The UpdateRow action in an Edit Session (which you had to set up for a versioned feature class) fires all triggers for fields that respond to Modified edit events, like Feature Linked Annotation label expression fields. Basically if a Composite Relationship Class exists with a listerner for any field that you included in the UpdateCursor field list. Every time a triggers fires and causes an update elsewhere, it results in the same record being processed by the cursor twice, once before the trigger and once after.
The reason it is not consistent is that not all records have a relationship to an actual feature in another feature class.
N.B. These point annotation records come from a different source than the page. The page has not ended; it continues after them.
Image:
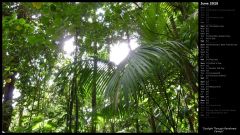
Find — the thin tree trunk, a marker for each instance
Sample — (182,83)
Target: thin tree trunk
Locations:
(7,104)
(94,90)
(151,118)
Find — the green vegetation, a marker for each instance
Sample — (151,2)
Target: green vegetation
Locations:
(154,89)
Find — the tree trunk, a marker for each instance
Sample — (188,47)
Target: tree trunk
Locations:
(94,90)
(151,118)
(7,104)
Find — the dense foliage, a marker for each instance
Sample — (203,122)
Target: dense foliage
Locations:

So features with no Feature Linked Annotation will only be seen by the cursor once, but features connected to Feature Linked Annotation will be processed twice. Additionally, when a record is processed twice, changes are taking place someplace you may not expect, i.e., Feature Linked Annotation triggers rebuild the annotation based on the label expression every time the UpdateRow fires on the feature they are linked to if a field in their label expression was visible to the UpdateCursor. So you are destroying most of the manual adjustments you probably have made to your annotation.
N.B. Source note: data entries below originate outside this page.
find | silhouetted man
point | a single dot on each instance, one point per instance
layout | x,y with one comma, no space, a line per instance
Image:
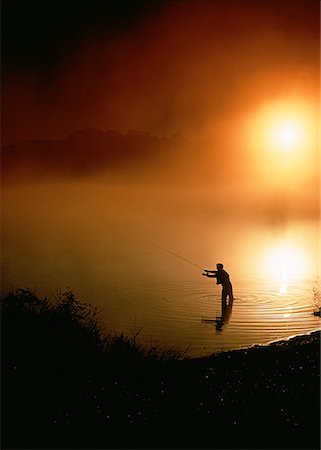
223,278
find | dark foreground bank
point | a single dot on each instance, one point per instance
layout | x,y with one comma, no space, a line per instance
66,385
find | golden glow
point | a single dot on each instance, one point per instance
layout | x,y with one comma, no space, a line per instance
287,135
284,125
284,263
282,138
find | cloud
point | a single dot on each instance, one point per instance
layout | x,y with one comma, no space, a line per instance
178,69
86,153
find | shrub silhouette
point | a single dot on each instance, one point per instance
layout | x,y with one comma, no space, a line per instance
65,384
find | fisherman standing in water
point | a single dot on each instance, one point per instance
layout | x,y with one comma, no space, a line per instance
223,278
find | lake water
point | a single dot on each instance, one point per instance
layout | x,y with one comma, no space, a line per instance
103,242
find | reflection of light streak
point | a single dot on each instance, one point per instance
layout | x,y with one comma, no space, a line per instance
284,263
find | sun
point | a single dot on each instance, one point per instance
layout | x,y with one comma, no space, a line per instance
286,135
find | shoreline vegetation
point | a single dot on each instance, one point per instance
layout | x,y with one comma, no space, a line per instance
65,384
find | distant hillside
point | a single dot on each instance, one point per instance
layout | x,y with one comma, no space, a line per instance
85,152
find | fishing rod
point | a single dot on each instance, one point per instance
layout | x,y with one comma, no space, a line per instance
179,256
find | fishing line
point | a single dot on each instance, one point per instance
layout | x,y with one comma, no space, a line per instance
178,256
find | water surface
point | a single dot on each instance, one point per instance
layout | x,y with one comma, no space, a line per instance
100,241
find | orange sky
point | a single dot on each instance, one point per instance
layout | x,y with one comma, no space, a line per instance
184,67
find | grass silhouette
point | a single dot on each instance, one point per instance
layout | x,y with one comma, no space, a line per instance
66,384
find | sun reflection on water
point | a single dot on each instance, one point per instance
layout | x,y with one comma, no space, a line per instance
286,262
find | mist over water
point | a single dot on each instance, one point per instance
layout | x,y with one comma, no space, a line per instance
102,239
I destroyed about 2/3s of all the manual edits ever made to my Annotation before I realized what was happening and had to restore it from a backup due to this behavior. I have complained to Esri that this behavior is not documented and is not at all similar to how the Editor responds in an interactive Edit session. They have not admitted it is a bug and will most likely post it in a blog no one will read rather than in the cursor documentation. It is a huge gotcha for editors of Feature Linked Annotation.
You cannot include any field in your update cursor field list that the Editor is monitoring for Modified Edit events through a listener that triggers a Composite Relationship class behavior. Including the field in the field list and using UpdateRow while within an Editor Session on a feature is all that is required to fire the trigger, nothing else. The trigger fires even if the cursor never directly reads the field's value or never makes any modification to the field's value.
This does not happen if you can use the UpdateCursor outside of an edit session, but that is not allowed with Feature Linked Annotation Feature Classes, so in that case avoiding the Editor is not an option. See this post as well.
I mentioned that the double processing of a feature by the cursor in this situation is another problem for routines that need to count edited features, but was told I would have to log a separate issue to have Esri look at it. Since I now will only use the UpdateCursor on fields that the Editor never listens to so that I never again destroy my annotation, I won't be triggering the double count behavior again either.